The Honorable Mary M. Schroeder.

1968 was not a good year for the world, for the United States, or for my husband, Milt, and me. The Vietnam War and public reactions to it were going so badly that in March, President Lyndon Johnson announced he would not stand for re-election in the fall. In April, Martin Luther King was gunned down in Memphis, sparking nation-wide riots including unrest in our Capitol Hill neighborhood in Washington, D.C. The ruckus drove Milt and me out of our little house at 8½ E Street Southeast and into the Virginia countryside while military units descended on Washington to keep order. Things became even worse when, in June, our great hope for the future, Bobby Kennedy, was shot in Los Angeles in a hotel kitchen, and died a few days later. That summer, the Democrats held a fiasco rather than a convention in Chicago, and in November, Richard Nixon was elected President of the United States.

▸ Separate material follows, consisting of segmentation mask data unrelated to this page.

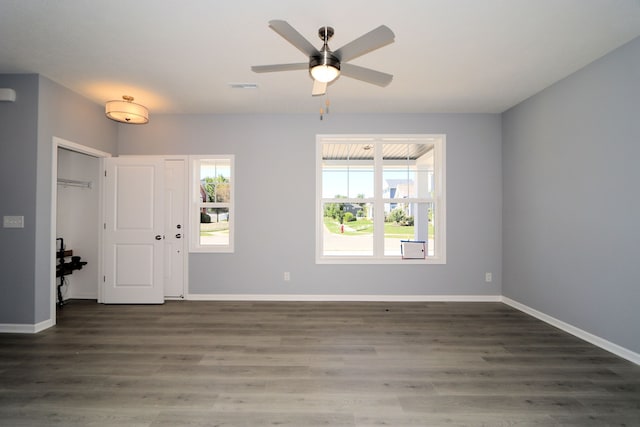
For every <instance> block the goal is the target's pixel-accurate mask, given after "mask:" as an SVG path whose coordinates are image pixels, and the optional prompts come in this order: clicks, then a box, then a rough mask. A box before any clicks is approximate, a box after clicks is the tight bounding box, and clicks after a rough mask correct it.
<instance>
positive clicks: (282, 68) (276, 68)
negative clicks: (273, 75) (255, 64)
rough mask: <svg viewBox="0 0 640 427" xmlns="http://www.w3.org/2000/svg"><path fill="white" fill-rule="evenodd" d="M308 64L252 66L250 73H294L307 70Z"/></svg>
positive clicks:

By Christmas of 1968, Milt and I had tentatively decided to move so that he could go into law school teaching. Our decision became firm in January 1969, when a number of what appeared to be highly unqualified men took over the top slots in the Department of Justice, where I was a trial attorney in the Civil Division. They tried to reform the Department by making it more like the private sector. One “innovation” was to have all Justice Department attorneys keep time records like lawyers in private practice. Rumor had it that the antitrust division threatened to strike because nothing on the forms matched what they did. Little did we dream in the winter of 1969 that a number of those top Justice Department appointees would eventually wind up in prison after the Watergate scandal. But we did know that it was time to leave Washington.